Information on the usual dietary intake of students was collected by applying a semi-quantitative food frequency questionnaire (FFQ), assessing the previous six months, adapted from the questionnaire of Slater et al. (12). The questionnaires included 91 items organized into 13 food groups: milk and dairy products, meat and eggs, foods like meat and sausage, cereals and pasta, legumes, breads and cakes, fruits, vegetables, roots and tubers, candy and sweets, oil and fat, drinks, and processed snacks. The response options quantified consumption ranging from never or rarely to seven times a day, week, or month.

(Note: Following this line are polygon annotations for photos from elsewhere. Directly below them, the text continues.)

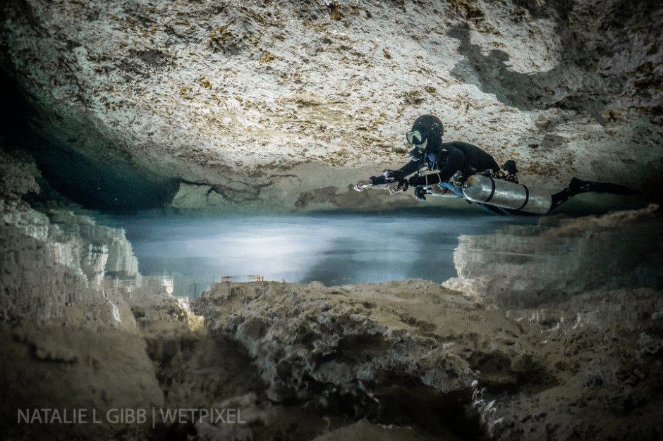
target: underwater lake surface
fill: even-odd
[[[301,215],[109,218],[125,230],[142,275],[171,277],[175,295],[195,297],[221,280],[327,285],[455,277],[461,235],[490,234],[536,217],[482,211],[400,210]]]
[[[663,286],[663,218],[618,218],[603,227],[587,216],[499,216],[437,207],[288,215],[145,211],[106,215],[102,223],[124,230],[140,275],[167,280],[176,296],[199,296],[219,281],[253,280],[333,286],[508,276],[521,282],[500,289],[523,292]],[[574,223],[583,218],[590,220]]]

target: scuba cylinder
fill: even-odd
[[[480,204],[535,214],[545,214],[552,207],[550,194],[485,175],[472,175],[461,188],[468,200]]]

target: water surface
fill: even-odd
[[[195,297],[220,280],[328,285],[457,274],[461,235],[484,235],[535,218],[482,211],[401,210],[287,216],[116,216],[143,275],[171,277],[176,295]]]

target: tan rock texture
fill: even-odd
[[[350,183],[406,161],[403,134],[429,112],[446,140],[515,159],[530,185],[660,184],[657,1],[14,0],[1,12],[4,69],[32,109],[33,143],[51,146],[40,161],[79,163],[76,191],[99,204],[344,206]]]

The food selection and preparation forms of the FFQ were designed taking into consideration the food items that are standard to the university restaurant menu, foods sold in the university cafeterias, and the food items commonly found in breakfast and snacks. The amounts of energy and macro- and micro-nutrient antioxidants were calculated using DietSys software version 4.01 National Cancer Institute, USA, 1999. The nutrition information on energy, macronutrients, copper, zinc, and vitamins A, E, and C were included in the program, with preference to the data of the Brazilian Table of Food Composition (13), followed by the Nutritional Composition Table of Food Consumed in Brazil (14). The recommended amount of selenium was obtained from Ferreira et al. (15), and the Nutritional Composition Table of Food Consumed in Brazil (14). Those nutrients not found in the cited food sources were analysed using the USDA Food Search for Windows, version 1.0, SR23. After analysing diet composition, nutrients were adjusted for energy using the residual method (16).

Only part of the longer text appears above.